UniDrop: A Simple yet Effective Technique to Improve Transformer without
Extra Cost
- URL: http://arxiv.org/abs/2104.04946v1
- Date: Sun, 11 Apr 2021 07:43:19 GMT
- Title: UniDrop: A Simple yet Effective Technique to Improve Transformer without
Extra Cost
- Authors: Zhen Wu, Lijun Wu, Qi Meng, Yingce Xia, Shufang Xie, Tao Qin, Xinyu
Dai and Tie-Yan Liu
- Abstract summary: Transformer architecture achieves great success in abundant natural language processing tasks.
We find simple techniques such as dropout, can greatly boost model performance with a careful design.
Specifically, we propose an approach named UniDrop to unites three different dropout techniques.

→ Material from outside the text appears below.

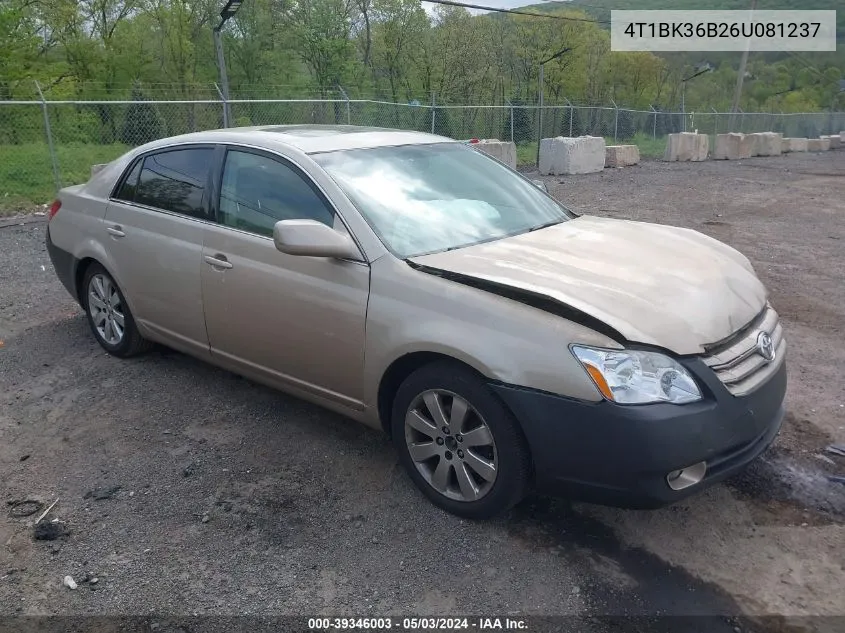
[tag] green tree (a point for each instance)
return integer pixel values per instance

- Score: 110.67392881417777
- License: http://arxiv.org/licenses/nonexclusive-distrib/1.0/
- Abstract: Transformer architecture achieves great success in abundant natural language
processing tasks. The over-parameterization of the Transformer model has
motivated plenty of works to alleviate its overfitting for superior
performances. With some explorations, we find simple techniques such as
dropout, can greatly boost model performance with a careful design. Therefore,
in this paper, we integrate different dropout techniques into the training of
Transformer models. Specifically, we propose an approach named UniDrop to
unites three different dropout techniques from fine-grain to coarse-grain,
i.e., feature dropout, structure dropout, and data dropout. Theoretically, we
demonstrate that these three dropouts play different roles from regularization
perspectives. Empirically, we conduct experiments on both neural machine
translation and text classification benchmark datasets. Extensive results
indicate that Transformer with UniDrop can achieve around 1.5 BLEU improvement
on IWSLT14 translation tasks, and better accuracy for the classification even
using strong pre-trained RoBERTa as backbone.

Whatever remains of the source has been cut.